29/06/2021 | Crédits photos : Bertrand Gaudillère

Pour la Fondation, les enseignements de cette double étude sont significatifs dans un contexte où les prix de location augmentent globalement, ce qui n’est pas le cas de tous les revenus, particulièrement les revenus modestes.

Entre 2007 et 2017, les prix à l’achat de l’immobilier privé dans la métropole de Lyon ont augmenté d’environ 30 % alors que le revenu médian n’a lui augmenté que de 17 %.

Cette étude inédite montre que les ménages concernés par un taux d’effort élevé sont moins précaires financièrement qu’en 2007 (11 808 euros de revenu disponible moyen par Unité de Consommation en 2020 contre 8 928 euros en 2007), ce qui permet de conclure que l’alourdissement du budget logement n’est pas dû à un appauvrissement des ménages concernés mais bien à une augmentation des prix du logement privé dans la métropole lyonnaise.
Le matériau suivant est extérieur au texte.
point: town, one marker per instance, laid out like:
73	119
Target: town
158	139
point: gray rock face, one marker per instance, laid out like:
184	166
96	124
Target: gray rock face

Concernant le marché locatif privé, les loyers des ménages locataires analysés ont augmenté en moyenne de 21 % entre 2007 et 2020, soit une hausse supérieure à celle de l’ensemble des loyers sur l’agglomération lyonnaise (+15 %).

De plus en plus de gens solvables sont concernés par le loyer trop cher, le congé, les impayés/expulsion et l’impossibilité de se reloger à l’identique sur le parc privé. Une évolution confirmée par l’ADIL 69 qui témoigne de la croissance des sollicitations ces dernières années sur les congés vente-reprise et plus récemment sur d’autres phénomènes recensés : les ventes à la découpe, la surélévation d'immeubles et plus récemment, l’inquiétude financière liée à la crise sanitaire.

À travers l’analyse produite, pour les locataires concernés par un congés-vente ou reprise, les données analysées indiquent que les reprises de logement se font pour des loyers deux fois plus élevés qu’en 2007, témoignant d’une remise sur le marché de logements aux loyers déjà assez proches du niveau moyen (363 euros de loyer mensuel moyen en 2007, 631 euros en 2020).

Dans ce cas, pour les ménages modestes, le taux d’effort moyen pour se loger est de 54 % en tenant compte des aides au logement et de 63 % hors aide au logement.

Pour remédier à cette situation et dans le cadre de sa lutte contre le mal-logement, la Fondation Abbé Pierre soutient les dynamiques d’encadrement des loyers qui permettrait notamment :

  • Aux ménages locataires concernés par l’encadrement des loyers d’être informés, de se manifester et d’être appuyés dans les démarches,
  • Aux ménages locataires qui échappent aujourd’hui à l’encadrement de bénéficier d’une information sur le droit des locataires (congés vente ou reprise, changement d’usage de logement d’habitation en meublé de tourisme, vente en bloc/à la découpe, sorties de conventionnement ANAH, hausse à la relocation au-delà de l’indice légal )…
  • À l’action publique de réinventer un appui/une intervention en s’appuyant sur les personnes et le repérage effectués par les associations de terrain qui œuvre dans le champ de l’habitat et qui développent des dynamiques collectives, des logiques d’agir autour de l’accompagnement individuel,
  • De consolider une observation des marchés qui puisse relier différents sujets aujourd’hui cloisonnés (observation encadrement des loyers, air B&B, vente en bloc/à la découpe) tout en affinant la connaissance sur le volet (regard sur les taux d’effort des ménages locataires du parc privé, vigilance/intervention sur les augmentations de loyers à la relocation, sur les sorties de conventionnements ANAH etc…)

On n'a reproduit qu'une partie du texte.